I guess it’s all about perspective. In the whole scheme of things, nothing is really that bad. But when you’re tired, run down or have a million things to do, kids getting on your nerves, pushing your buttons or just generally driving you insane, it doesn’t take much for you to reach the end of your tether. And when mummy loses it, it’s not always pretty.
I still love watching my girls when they play together nicely and even when they look out for each other. Small things like that can often go a long way. But all it takes is one little (or big) whack from one sister to the other and things can take a turn for the worse. Tears, tantrums, a few more random whacks (usually from the youngest to the eldest, mind you) and we almost have all out war.
When you first become a parent, you don’t think about dealing with sibling fights, in fact it barely registers on your mind. You’re too busy caught up in the newborn haze of nappies, feeds and no sleep. Even with one child, things feel full on and crazy all the time.
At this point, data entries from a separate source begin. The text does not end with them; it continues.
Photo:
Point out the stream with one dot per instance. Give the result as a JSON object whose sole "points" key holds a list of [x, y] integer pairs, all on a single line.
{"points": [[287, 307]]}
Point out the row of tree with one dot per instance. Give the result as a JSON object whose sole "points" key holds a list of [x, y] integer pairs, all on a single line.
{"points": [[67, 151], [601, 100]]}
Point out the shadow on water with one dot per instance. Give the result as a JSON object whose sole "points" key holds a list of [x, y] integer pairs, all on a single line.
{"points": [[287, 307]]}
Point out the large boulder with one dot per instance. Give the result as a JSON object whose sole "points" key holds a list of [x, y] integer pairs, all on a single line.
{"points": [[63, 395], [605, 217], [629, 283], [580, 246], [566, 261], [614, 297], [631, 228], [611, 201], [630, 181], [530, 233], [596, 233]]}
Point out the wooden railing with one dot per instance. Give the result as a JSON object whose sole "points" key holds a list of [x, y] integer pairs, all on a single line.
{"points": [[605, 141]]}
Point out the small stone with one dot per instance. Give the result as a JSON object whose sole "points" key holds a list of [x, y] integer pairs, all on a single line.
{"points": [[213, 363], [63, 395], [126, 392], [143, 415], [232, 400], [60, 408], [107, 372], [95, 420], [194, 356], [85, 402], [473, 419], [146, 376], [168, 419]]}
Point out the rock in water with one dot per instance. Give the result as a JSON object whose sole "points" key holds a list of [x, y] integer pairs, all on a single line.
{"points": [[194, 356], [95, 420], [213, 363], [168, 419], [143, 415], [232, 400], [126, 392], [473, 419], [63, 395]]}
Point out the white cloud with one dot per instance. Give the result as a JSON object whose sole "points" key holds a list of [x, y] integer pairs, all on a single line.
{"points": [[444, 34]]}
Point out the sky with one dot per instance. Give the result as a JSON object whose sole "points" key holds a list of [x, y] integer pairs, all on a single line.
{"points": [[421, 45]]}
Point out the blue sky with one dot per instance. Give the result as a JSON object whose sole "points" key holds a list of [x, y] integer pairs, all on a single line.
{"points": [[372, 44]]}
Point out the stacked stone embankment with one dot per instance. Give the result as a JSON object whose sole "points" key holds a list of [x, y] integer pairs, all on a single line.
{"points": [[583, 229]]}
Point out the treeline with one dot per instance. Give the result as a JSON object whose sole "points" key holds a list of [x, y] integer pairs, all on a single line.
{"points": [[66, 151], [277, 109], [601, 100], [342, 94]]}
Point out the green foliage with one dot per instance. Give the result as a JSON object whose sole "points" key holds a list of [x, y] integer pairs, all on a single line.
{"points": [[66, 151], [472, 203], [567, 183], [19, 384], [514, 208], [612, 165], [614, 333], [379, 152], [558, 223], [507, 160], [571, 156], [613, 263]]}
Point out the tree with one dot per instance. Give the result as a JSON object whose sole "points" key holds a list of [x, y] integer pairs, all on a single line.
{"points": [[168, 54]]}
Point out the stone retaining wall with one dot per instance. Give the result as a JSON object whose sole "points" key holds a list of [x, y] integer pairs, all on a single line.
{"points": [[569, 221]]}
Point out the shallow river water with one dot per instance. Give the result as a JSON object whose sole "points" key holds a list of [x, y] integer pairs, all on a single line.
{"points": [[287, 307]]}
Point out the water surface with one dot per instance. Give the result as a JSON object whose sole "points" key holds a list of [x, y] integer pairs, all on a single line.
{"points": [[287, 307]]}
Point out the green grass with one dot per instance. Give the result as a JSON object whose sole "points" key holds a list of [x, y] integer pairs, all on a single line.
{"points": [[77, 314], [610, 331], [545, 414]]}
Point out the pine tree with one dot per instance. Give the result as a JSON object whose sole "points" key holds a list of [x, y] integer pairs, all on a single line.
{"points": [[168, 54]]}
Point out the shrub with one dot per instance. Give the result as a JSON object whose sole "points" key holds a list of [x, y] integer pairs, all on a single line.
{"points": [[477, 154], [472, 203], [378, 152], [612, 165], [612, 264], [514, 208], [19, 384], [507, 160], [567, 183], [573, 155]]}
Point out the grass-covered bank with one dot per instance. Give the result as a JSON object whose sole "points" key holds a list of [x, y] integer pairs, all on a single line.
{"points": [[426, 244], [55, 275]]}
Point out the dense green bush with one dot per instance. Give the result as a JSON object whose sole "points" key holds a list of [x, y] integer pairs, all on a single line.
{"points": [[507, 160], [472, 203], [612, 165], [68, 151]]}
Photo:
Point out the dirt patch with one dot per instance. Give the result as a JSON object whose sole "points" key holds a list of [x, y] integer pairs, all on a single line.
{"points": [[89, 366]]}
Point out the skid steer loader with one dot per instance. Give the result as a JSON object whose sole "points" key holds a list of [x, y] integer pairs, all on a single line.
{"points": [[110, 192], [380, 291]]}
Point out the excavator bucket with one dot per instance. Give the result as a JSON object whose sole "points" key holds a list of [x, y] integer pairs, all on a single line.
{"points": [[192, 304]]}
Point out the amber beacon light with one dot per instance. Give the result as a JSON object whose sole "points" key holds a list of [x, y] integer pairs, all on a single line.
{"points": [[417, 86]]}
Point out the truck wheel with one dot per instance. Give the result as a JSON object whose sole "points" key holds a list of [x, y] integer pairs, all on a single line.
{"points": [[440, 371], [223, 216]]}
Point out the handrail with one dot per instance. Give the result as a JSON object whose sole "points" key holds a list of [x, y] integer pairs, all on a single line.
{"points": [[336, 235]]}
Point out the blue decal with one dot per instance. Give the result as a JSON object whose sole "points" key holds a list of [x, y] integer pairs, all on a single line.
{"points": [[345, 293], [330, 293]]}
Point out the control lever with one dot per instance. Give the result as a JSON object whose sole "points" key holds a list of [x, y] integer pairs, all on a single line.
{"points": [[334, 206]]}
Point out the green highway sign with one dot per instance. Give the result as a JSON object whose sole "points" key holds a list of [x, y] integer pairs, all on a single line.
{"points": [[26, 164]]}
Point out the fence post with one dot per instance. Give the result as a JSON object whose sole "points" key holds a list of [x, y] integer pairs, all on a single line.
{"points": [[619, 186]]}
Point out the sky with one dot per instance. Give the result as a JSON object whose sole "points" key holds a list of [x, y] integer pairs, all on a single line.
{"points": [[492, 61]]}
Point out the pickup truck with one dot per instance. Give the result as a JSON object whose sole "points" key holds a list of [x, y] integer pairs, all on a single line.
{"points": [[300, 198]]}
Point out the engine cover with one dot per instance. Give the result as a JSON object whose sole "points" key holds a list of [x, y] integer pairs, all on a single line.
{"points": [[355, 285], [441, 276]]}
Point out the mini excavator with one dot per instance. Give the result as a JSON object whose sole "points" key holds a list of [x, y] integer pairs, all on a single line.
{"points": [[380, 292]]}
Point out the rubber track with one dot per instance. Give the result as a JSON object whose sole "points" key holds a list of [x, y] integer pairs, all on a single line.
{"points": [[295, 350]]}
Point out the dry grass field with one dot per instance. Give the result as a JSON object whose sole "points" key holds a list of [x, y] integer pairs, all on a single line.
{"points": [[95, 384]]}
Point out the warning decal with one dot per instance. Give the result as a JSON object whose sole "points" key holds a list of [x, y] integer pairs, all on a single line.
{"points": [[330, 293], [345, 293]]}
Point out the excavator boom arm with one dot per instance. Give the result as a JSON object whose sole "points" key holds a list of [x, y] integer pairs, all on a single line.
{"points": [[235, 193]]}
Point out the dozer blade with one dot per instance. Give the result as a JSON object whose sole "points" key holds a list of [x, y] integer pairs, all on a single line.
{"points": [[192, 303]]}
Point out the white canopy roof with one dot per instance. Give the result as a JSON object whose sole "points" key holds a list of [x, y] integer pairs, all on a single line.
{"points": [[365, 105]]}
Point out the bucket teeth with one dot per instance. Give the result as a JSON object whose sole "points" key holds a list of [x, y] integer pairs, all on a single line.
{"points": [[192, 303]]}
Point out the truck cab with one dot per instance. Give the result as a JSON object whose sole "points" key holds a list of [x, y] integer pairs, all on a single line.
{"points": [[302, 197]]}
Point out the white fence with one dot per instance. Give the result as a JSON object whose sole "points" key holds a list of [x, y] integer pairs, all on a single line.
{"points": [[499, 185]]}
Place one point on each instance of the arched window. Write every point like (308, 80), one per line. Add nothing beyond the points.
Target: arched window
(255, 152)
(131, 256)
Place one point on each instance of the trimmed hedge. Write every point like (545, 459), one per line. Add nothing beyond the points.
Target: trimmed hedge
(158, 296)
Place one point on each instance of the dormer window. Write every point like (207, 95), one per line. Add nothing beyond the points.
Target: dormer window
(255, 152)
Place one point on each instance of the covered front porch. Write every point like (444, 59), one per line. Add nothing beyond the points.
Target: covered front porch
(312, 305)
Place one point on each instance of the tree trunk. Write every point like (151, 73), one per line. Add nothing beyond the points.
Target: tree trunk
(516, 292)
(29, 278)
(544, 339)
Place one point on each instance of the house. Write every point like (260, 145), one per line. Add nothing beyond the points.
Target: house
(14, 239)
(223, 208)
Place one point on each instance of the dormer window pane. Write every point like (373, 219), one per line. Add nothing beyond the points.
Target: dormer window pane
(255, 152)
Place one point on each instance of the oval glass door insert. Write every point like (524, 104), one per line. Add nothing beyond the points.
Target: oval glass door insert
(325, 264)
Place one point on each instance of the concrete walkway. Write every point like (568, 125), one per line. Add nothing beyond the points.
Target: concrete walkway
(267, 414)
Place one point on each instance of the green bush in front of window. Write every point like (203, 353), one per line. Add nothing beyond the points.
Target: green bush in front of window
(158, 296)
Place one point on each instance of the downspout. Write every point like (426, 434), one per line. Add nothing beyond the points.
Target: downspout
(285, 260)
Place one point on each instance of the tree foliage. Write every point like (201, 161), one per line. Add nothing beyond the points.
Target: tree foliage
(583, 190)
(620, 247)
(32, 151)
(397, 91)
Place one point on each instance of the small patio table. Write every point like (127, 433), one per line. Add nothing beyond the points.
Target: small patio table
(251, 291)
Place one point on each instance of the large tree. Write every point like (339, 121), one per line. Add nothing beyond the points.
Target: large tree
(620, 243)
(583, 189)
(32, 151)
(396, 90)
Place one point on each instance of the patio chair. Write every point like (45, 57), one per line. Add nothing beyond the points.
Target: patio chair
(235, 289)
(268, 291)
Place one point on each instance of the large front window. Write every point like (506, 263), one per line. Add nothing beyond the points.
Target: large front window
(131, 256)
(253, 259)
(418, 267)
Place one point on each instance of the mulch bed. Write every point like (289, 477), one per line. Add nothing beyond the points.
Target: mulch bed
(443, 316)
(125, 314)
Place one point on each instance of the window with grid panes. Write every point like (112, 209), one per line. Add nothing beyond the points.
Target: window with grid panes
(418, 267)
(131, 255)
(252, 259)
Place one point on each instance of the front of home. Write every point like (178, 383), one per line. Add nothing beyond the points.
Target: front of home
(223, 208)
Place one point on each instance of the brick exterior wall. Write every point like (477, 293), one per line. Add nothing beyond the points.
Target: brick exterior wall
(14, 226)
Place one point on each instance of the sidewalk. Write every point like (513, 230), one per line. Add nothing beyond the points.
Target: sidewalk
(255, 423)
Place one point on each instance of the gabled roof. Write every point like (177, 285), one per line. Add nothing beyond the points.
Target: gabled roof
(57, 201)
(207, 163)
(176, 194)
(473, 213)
But they aren’t.
It’s not until you throw two in the ring (children I’m talking about) and then you become an umpire. The downside is you’re not meant to pick sides. Guiltily I do sometimes, it depends on which child is annoying me that little bit more (hahahaha) but nine times out of ten, they both learn not to mess with mummy! Okay, so maybe it’s more like six out of ten times, but a Mumma can dream, can’t she?!
And they know just when to start, well pretty much anything. You go to hang washing out, put rubbish in the bin, go to the toilet or just really need to concentrate on something and it’s on like Donkey Kong. They say silence is deafening, but I swear sometimes just hearing “Mummmmmmmmy” mixed with crying and screaming over and over again can be worse. They fight over pretty much anything these days, even me.
It’s kind of endearing until you have arms and legs pushing and shoving just to sit on your lap. Good old sibling rivalry, it just makes my day….not. I remember the days of trying to get my older brother in trouble with mum and dad. It didn’t always work but the satisfaction when it did….man payback was and sometimes still is the best feeling ever.
I know I’m not a perfect mum and quite often I get angry or upset with my girls, I try not to but it happens. Partly because they get on my nerves and also partly because I’m over being or rather trying to be “nice” mummy all the time. But this is a tough gig and it can take its toll on anyone and everyone. I still reach for the wine and chocolate when I can, they are my saviours, along with a couple of really amazing friends.
We compare horror stories (commiserate, vent and sometimes share wine) and it’s always nice to know you’re not alone, even if you feel like you are. I know one tough stage will pass into another but it never takes away from the current never-ending phase of torture. Okay, a bit extreme maybe, but I never thought there could be so much drama over pulling the plug out of the bath or even helping put dishes away (I know right?!). #firstworldproblems haha!
Ahhhhh kids, they will either make you or break you, maybe even both at different stages. I swear, at times, my two are determined to break me, but I like to remind them of where they learnt some of their sass from. The apple certainly didn’t fall far from this tree. Bring it on kiddos, but maybe wait until I’ve had some wine or chocolate first!